As the rituals and celebrations of the Garou, rites form and reinforce the spiritual and social ties that bind werewolves to each other and to Gaia herself. The common bond formed by rites resonates in the souls of all Garou. Many werewolves maintain that without the continuous practice of such rites, the Garou would lose their ties to the Earth Mother. Theurges warn that werewolves could become something less than their true selves, possibly reverting to simple wolves and humans instead of Gaia’s chosen — or ravening monsters lacking any higher purpose.

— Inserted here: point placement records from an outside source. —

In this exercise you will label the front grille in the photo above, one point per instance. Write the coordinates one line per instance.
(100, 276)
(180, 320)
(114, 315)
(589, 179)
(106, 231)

The special ties werewolves have with the spirit world allow rites to function. In the dawn of time, shapeshifters struck a great pact — the Pact — with the spirits of Gaia. In return for the shapeshifters’ fealty and service, the spirits would imbue the werebeasts’ rites with supernatural power. For this reason, no one but a shapeshifter can perform rites and expect them to work. The spirits will not answer the call if they are not bound by the Pact to do so. This relationship is unique to the Garou and certain other Fera, and it makes the performance of these rites their sacred right and privilege, and theirs alone.

Through rites, Garou weave the social, emotional and religious fabric that connects werewolf to werewolf, pack to pack and tribe to tribe. When Silver Fang meets Black Fury or Silent Strider meets Glass Walker, the rites of their ancestors give them common ground on which to tread. Even the simple Rite of Contrition has prevented many meetings between werewolves of different tribes and packs from erupting into violence.

Rites also allow tribes and packs the freedom to define themselves and to develop their unique roles in Gaia’s defense. Each of the tribes, and many individual septs, has their own rites and their own versions of common rites. The raucous, howling tumult of the Fianna’s Rite of Spirit Awakening has little external similarity to the Shadow Lords’ dark and brooding rite of the same name, yet the essence and purpose of the two rites are the same, and the Pact recognizes them as such.